I think Taleeb has a great future somewhere, just not in politics. By the time the next election rolls around, he will be on to much greener pastures and the Liberals will trot out another contender. As for the NDP, I think Layton has his work cut out for him with his band of merry-makers, and I wouldn't be surprised if we see some interesting things happening in Quebec--results overturned, resignations, and by-elections. I am amazed that Quebecers voted en masse for a bunch of people they didn't know or bother to even research. Are they lemmings?

John Sharpe said...

"I worked the polls and banged on doors May 2nd, people are fed up with elections".

Not a surprizing 'sentiment' assuming you canvassed in North Vancouver tht was swept by the blue machine.

Probably time for what's left of the Liberals to 'cross the floor' to the NDP. These two parties share many of the same social-democratic values anyways. The Trudeau-Broadbent was an era where they had agreement in some areas.

I can't wait for question period as well.

Anonymous said...

John, we agree that the Libs should cross the floor. Also agree that many Libs are the "red" Liberals and would be quite comfortable in the NDP.

However, there are also "blue" Liberals (Paul Martin comes to mind) that would fit quite happily into the Conservative fold which also has a wide spectrum of supporters from "pink" Conservatives on the left all the way to the far right with the majority somewhere in the middle.

That would certainly define the playing field. Socialists and labour on the left and free enterprise/conservative fiscal policies on the right.

Frankly we might not miss the Liberals at all.

John Sharpe said...

If the Greens could get voter momentum up, take a few of the old NDP seats, a shift could occur to a Green-Liberal-Democrat Party opposition instead of the traditional Lib-NDP. Not that too far fetched.
I wouldn't miss the Liberals either.

Anonymous said...

That suggestion could be to the advantage of the Greens who are unlikely to garner enough elected MPs in the foreseeable future to make much of a ripple in parliament but could have a viable faction within a Liberal Democrat party.

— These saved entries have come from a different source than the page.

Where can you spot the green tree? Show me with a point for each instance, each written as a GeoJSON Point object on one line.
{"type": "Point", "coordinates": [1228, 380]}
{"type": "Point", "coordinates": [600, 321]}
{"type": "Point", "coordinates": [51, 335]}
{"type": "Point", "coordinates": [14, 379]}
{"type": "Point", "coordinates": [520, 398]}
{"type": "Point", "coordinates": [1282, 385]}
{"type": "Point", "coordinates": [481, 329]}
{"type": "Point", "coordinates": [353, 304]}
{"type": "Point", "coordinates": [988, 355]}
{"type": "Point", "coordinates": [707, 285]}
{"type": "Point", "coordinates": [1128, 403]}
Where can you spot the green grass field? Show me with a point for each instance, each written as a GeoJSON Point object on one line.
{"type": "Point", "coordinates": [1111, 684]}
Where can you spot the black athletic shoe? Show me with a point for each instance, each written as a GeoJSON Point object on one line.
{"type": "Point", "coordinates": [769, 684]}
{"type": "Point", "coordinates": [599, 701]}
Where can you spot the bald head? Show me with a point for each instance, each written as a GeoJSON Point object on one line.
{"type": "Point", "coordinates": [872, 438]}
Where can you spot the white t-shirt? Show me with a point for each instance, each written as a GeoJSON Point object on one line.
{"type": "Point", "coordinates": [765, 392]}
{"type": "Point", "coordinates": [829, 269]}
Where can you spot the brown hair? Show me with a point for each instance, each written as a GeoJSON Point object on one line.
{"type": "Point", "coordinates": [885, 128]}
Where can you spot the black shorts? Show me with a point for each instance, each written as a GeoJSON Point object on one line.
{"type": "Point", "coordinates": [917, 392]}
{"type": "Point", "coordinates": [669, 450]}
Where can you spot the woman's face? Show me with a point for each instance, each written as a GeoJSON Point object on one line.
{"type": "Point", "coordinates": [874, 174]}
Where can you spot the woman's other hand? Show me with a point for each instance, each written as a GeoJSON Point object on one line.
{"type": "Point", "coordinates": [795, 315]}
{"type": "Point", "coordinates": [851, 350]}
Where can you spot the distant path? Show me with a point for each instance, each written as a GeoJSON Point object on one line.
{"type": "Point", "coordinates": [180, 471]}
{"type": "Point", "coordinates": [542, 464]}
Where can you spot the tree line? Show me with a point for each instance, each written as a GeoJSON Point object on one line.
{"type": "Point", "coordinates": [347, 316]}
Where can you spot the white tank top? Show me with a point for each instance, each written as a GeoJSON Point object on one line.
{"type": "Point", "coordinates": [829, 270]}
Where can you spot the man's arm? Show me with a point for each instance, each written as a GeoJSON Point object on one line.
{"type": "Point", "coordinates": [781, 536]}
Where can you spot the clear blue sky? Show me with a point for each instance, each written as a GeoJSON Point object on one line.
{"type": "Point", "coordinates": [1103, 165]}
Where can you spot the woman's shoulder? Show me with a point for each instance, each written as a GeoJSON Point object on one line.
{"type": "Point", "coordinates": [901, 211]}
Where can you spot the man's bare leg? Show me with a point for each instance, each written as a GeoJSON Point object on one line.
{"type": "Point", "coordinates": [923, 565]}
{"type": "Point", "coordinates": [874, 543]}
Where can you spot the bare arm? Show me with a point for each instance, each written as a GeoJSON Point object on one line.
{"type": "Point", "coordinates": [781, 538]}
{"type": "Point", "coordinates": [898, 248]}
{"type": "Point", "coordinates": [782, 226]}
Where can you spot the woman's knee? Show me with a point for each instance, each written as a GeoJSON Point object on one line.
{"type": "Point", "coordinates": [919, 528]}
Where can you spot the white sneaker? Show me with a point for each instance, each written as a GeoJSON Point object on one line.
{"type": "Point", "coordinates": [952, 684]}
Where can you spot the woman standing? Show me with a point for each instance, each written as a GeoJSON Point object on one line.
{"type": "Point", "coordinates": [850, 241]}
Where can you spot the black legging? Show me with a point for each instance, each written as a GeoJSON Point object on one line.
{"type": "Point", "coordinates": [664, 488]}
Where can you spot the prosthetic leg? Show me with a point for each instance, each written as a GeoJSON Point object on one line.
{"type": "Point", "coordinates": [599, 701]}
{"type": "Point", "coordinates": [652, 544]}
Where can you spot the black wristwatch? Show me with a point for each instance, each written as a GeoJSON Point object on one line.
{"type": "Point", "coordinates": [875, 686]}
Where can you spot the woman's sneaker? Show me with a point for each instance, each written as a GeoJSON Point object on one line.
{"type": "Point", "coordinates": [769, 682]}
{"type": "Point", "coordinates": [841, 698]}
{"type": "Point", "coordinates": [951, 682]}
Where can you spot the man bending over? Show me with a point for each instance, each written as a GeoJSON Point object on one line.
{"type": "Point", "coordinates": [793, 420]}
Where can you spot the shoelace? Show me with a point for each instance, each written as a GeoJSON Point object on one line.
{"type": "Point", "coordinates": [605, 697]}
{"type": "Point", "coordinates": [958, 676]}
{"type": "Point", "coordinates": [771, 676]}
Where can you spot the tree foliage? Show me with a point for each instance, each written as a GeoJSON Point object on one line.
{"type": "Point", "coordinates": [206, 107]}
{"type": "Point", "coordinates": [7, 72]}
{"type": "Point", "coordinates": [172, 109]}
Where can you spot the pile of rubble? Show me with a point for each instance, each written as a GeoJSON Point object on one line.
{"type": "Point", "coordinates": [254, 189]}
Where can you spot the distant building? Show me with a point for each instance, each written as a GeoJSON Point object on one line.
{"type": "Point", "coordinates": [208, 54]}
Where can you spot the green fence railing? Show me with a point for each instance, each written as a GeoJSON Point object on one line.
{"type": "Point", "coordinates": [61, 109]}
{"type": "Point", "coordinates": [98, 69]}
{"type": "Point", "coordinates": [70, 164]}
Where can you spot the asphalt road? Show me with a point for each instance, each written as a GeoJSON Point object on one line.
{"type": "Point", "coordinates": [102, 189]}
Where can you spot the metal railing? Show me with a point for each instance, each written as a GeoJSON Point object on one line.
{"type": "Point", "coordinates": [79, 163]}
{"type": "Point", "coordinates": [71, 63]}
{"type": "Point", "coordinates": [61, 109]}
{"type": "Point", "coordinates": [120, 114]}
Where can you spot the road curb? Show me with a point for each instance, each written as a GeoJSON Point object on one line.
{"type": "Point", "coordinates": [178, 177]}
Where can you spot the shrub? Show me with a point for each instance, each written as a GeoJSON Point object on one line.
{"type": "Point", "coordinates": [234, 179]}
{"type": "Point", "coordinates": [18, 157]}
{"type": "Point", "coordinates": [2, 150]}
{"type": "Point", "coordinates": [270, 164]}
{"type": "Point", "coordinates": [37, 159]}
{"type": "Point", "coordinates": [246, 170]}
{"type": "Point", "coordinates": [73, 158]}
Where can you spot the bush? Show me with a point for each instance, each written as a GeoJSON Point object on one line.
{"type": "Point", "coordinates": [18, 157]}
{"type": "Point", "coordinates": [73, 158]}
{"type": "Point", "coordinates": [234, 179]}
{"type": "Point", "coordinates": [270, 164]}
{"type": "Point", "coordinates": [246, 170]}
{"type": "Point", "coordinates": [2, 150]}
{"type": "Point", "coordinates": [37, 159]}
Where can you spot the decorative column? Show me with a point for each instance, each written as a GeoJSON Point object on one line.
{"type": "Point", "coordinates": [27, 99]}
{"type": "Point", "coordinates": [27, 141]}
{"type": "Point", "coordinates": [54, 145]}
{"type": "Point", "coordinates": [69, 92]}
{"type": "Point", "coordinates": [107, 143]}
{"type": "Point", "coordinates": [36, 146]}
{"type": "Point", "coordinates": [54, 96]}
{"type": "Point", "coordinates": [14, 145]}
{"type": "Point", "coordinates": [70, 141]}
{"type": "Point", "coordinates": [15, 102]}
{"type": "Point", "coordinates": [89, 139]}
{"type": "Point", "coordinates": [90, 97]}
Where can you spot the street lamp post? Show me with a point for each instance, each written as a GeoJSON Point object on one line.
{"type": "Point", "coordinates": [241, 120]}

On the other hand I don't think that it is incompatible to have a Green voice within the Conservatives either.

Today's stereotypical Green seems more likely to be sympatico with a left-wing supporter.

That's not cast in stone and tomorrow's Green could be a highly sophisticated business person with an environmental conscience. I'm watching Warren Buffet, Bill Gates and a lot of their billionaire colleagues give away much of their fortunes for ecological and humanitarian purposes.

Conservative Greens? An interesting proposition.

John Sharpe said...

"Today's stereotypical Green seems more likely to be sympatico with a left-wing supporter".

I think that's mostly because the left-wing parties tend to have an environmental platform that concurs with the Greens. Pretty hard for the Greens to be on board with a Conservative gov't that isn't supportive of a Kyoto Accord. That, among many other issues.

Anonymous said...

The reasons for lack of support to Kyoto are well documented and have been debated extensively.

The left and right are unlikely to concur in the moment but that's OK as Kyoto is one point in time and not set in stone.

Evolving technological advances and scientific evidence will produce new points of discussion and amendments or entire rewrites of future environmental agreements that may allow conservative support.

If corporate billionaires can move then so can politicians.

Personally I would welcome green participation inside a conservative framework.

Colin said...

I have dealt with rural based Greens up North, they have their head far more firmly screwed on then their urban cousins. They understand that a balance is needed between the environment and resource extraction is needed. I would say it’s possible for them to become disenchanted with the current Green party and might be willing to be recruited. The Liberals were big on “green announcements” but it was all for show and money was sucked out of the programs as soon as the media spotlight moved away. Keep in mind it was a Conservative government that turned down the Prosperity Mine despite the BC Liberals supporting it.